Implementing FinOps practices is crucial. Consider enforcing a setup where your deployment pipeline fails unless resources have specific tags, particularly for cost monitoring. Having clear SOPs for resource management can also help; people are forgetful, and addressing human behavior is key. Plus, ensure no one is allowed to create resources without going through a proper pipeline—this accountability can help prevent future overspends.
We've started auto-terminating untagged resources after a certain period, and it's surprising how motivating that has been!
Implement GitOps to enforce that anything deployed is from a version-controlled source. Tools like Atlantis can help ensure tagging is enforced at creation. You can also set up budget alerts to notify the right people when spending thresholds are crossed, which ensures oversight and accountability.
Changing the culture around cost awareness is just as important as technical measures. Everyone needs to feel responsible for the financial impact.
We stopped allowing developers to create static infrastructure directly. Now they can only create specific resources like S3 and serverless items through controlled pipelines. This prevents runaway costs and ensures that tech decisions align with budget discussions. Just like in any business, signing off on expenses before they happen prevents excessive spending!

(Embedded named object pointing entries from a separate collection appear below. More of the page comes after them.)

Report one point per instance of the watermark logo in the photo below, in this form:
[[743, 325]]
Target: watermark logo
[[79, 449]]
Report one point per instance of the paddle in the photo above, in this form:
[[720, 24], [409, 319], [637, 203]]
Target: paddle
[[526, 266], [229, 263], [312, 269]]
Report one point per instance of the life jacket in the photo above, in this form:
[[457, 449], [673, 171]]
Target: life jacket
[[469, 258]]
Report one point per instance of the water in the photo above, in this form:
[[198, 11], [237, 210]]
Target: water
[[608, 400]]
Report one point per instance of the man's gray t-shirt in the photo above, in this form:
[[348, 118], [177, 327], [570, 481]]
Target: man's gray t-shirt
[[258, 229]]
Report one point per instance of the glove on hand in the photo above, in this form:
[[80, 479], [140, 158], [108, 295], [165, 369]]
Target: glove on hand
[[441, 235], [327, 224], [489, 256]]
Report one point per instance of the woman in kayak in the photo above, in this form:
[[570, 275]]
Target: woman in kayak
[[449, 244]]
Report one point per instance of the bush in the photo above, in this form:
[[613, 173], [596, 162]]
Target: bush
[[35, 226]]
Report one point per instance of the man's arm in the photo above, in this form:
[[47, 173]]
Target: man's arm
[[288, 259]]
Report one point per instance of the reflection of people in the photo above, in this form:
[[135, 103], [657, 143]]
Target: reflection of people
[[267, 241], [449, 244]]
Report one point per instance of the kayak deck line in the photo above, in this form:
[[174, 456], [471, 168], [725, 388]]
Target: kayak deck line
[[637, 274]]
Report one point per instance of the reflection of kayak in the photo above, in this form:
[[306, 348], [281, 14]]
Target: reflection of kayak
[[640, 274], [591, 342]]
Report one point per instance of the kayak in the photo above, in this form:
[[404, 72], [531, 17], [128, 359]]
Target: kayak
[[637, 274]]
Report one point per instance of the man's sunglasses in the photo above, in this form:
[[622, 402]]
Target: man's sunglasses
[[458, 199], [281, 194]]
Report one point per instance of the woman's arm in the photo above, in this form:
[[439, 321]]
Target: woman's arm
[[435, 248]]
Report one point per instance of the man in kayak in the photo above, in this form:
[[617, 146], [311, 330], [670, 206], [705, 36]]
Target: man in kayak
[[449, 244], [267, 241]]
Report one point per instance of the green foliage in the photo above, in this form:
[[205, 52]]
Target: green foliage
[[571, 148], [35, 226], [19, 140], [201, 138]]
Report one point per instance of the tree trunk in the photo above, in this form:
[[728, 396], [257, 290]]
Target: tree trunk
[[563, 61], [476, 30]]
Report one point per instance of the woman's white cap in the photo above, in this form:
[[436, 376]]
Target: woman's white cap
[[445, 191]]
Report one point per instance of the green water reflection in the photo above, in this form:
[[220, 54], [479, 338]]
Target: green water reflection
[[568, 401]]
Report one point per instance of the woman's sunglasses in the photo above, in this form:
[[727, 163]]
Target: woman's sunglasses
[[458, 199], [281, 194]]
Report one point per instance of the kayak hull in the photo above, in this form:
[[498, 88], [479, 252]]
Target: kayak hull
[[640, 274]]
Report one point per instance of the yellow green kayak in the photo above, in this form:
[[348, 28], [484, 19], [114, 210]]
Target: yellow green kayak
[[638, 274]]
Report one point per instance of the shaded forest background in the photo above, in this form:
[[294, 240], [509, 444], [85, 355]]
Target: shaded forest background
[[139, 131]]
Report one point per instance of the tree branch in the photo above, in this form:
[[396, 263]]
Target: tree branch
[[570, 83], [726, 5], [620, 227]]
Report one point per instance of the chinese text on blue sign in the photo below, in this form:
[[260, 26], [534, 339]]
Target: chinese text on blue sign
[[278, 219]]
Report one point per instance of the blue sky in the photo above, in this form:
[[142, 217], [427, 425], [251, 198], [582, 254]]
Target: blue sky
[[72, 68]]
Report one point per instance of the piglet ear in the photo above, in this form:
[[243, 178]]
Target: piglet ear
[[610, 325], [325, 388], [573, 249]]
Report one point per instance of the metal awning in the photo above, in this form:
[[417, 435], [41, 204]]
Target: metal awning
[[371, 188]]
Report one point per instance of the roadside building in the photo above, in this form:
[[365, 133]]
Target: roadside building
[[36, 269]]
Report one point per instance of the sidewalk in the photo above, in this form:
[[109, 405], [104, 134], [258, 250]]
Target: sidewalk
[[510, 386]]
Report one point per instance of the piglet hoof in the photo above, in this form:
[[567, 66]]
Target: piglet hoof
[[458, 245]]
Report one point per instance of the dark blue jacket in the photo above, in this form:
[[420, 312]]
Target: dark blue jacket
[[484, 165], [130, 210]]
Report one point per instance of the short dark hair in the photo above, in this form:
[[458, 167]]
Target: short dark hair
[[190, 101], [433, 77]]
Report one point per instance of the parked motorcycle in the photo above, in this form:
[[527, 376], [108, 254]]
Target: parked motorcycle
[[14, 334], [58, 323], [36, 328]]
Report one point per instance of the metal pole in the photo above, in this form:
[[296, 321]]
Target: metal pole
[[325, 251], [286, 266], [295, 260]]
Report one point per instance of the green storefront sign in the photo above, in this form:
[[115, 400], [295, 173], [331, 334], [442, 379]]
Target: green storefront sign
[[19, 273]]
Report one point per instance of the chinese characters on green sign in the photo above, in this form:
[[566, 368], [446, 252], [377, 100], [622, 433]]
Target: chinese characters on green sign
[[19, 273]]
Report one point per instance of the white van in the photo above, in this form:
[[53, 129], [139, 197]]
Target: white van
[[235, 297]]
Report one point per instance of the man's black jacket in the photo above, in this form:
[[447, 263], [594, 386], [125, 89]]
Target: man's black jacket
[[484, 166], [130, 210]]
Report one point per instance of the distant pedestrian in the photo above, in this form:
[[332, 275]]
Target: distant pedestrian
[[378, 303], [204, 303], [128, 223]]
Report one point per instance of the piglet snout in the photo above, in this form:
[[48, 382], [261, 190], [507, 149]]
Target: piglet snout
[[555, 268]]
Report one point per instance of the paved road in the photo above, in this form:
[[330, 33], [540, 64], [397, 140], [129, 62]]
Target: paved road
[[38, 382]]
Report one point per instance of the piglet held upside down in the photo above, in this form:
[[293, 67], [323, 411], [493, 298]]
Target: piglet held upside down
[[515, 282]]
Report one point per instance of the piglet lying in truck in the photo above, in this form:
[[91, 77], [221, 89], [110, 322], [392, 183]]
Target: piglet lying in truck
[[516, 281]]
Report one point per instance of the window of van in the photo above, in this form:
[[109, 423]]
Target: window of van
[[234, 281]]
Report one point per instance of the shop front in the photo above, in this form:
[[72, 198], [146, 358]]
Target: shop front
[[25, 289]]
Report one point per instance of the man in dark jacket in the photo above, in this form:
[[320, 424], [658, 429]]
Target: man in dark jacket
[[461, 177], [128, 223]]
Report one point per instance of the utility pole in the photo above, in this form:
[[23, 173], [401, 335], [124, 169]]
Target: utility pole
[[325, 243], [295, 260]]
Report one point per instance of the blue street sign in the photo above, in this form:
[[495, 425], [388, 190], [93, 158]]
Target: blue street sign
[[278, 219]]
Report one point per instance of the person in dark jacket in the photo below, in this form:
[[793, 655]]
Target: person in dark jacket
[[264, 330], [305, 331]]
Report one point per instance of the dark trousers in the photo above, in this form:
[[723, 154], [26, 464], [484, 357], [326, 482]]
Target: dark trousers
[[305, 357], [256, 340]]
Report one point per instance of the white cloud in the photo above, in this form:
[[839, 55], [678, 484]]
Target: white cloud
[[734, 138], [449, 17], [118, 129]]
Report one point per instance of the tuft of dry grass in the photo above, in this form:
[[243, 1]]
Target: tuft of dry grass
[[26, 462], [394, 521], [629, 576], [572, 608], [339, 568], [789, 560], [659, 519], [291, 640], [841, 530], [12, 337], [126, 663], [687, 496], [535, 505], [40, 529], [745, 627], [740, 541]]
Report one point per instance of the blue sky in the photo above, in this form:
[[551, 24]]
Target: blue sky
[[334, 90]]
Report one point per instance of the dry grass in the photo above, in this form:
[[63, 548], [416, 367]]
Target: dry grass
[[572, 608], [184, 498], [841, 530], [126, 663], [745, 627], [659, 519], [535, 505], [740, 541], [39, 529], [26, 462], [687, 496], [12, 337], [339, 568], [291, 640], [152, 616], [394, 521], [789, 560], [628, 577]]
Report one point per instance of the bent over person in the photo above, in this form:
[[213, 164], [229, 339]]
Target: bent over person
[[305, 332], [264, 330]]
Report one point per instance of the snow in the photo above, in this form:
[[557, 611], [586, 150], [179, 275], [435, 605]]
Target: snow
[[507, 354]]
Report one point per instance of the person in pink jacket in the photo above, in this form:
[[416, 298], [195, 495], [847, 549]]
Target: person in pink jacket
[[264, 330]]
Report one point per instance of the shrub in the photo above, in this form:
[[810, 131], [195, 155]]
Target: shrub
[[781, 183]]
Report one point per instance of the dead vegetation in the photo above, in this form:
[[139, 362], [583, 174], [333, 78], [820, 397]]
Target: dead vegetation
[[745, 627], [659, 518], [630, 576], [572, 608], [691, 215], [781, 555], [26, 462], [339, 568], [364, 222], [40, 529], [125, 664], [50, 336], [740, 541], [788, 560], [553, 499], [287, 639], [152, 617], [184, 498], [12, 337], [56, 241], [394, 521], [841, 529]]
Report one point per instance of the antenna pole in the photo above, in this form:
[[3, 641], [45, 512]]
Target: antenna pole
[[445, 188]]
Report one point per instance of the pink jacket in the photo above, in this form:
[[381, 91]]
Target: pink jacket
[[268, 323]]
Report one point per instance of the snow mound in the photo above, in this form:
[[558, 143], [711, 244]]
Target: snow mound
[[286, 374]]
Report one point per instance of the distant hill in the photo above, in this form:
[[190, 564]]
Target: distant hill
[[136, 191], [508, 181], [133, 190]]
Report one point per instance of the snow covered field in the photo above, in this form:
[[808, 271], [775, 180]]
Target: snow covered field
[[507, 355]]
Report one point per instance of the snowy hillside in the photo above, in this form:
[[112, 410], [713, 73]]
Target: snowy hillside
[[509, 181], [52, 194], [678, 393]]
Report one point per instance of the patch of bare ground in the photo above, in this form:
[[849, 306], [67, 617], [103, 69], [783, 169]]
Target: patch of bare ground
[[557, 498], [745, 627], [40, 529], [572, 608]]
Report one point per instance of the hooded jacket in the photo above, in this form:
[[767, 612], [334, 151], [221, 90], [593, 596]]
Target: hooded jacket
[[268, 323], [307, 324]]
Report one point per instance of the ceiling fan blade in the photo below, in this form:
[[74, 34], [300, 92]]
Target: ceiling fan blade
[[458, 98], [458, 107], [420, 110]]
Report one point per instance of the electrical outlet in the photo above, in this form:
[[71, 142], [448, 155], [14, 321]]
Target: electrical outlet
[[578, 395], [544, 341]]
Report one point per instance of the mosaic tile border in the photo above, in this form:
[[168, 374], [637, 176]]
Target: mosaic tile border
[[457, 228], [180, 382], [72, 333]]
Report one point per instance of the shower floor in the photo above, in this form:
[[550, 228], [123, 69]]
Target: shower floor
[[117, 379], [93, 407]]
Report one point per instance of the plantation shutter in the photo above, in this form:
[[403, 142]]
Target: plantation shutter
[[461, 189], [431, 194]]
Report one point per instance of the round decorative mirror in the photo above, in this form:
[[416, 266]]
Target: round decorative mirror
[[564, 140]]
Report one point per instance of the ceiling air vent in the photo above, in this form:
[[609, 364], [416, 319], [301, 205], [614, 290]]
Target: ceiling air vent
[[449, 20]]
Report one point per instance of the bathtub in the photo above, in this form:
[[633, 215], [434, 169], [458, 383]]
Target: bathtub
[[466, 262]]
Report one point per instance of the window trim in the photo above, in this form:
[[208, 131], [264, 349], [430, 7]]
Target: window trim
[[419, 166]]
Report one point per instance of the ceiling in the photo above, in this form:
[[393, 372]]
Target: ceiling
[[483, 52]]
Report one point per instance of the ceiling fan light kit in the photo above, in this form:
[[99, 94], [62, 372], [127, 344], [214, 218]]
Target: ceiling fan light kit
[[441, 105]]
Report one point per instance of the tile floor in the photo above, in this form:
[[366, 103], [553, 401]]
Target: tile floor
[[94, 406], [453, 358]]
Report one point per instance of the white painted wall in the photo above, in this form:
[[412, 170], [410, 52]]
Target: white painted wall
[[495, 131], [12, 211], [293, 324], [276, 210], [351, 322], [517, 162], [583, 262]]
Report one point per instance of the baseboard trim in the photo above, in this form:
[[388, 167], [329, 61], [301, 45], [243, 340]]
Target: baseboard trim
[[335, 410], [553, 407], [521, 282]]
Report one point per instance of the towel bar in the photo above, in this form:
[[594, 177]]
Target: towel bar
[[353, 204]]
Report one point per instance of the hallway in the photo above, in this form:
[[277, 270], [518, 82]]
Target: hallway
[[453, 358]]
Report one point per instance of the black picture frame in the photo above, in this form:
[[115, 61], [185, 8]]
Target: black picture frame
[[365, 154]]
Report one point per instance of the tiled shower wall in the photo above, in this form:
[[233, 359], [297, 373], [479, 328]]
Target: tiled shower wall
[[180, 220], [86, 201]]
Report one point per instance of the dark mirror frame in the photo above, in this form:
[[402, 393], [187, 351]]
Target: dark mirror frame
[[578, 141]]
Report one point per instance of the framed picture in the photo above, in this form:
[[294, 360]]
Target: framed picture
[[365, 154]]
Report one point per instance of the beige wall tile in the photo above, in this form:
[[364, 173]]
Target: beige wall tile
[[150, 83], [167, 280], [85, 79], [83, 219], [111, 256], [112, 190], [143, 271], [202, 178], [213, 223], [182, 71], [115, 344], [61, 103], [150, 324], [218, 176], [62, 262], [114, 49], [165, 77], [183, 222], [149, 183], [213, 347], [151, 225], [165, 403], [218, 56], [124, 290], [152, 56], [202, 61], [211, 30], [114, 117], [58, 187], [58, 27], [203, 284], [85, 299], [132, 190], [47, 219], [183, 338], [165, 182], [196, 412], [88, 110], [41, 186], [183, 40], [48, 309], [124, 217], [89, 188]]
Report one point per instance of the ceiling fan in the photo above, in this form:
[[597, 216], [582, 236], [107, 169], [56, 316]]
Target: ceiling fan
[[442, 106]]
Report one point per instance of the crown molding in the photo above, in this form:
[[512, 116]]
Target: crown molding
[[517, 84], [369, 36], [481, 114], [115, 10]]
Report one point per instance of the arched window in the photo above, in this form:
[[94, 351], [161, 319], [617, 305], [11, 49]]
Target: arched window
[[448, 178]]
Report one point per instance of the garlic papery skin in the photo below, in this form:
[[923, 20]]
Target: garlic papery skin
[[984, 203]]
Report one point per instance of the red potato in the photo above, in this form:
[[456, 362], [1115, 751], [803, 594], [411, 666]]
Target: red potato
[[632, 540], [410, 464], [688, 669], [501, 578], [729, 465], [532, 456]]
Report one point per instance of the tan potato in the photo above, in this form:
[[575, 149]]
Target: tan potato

Paying $1 million a year for unused resources is crazy! I’d look into how costs are generated without any traffic. Your organization might need to consider hiring more people to keep an eye on AWS resources, especially if costs can go unnoticed for so long!
A lot of companies waste serious cash on cloud resources. The computing power alone for running idle services can rack up costs quickly.
We faced a similar dilemma, so we enforced mandatory tagging and automated cleanup scripts for all non-production environments. Anything without a TTL or owner tag gets deleted after 30 days. We also use a cloud cost optimization tool that connects resource costs with project codes, which helps identify abandoned resources quickly.
We’re trying to shift the culture to make everyone aware that cost is everyone's responsibility, but it's a slow process.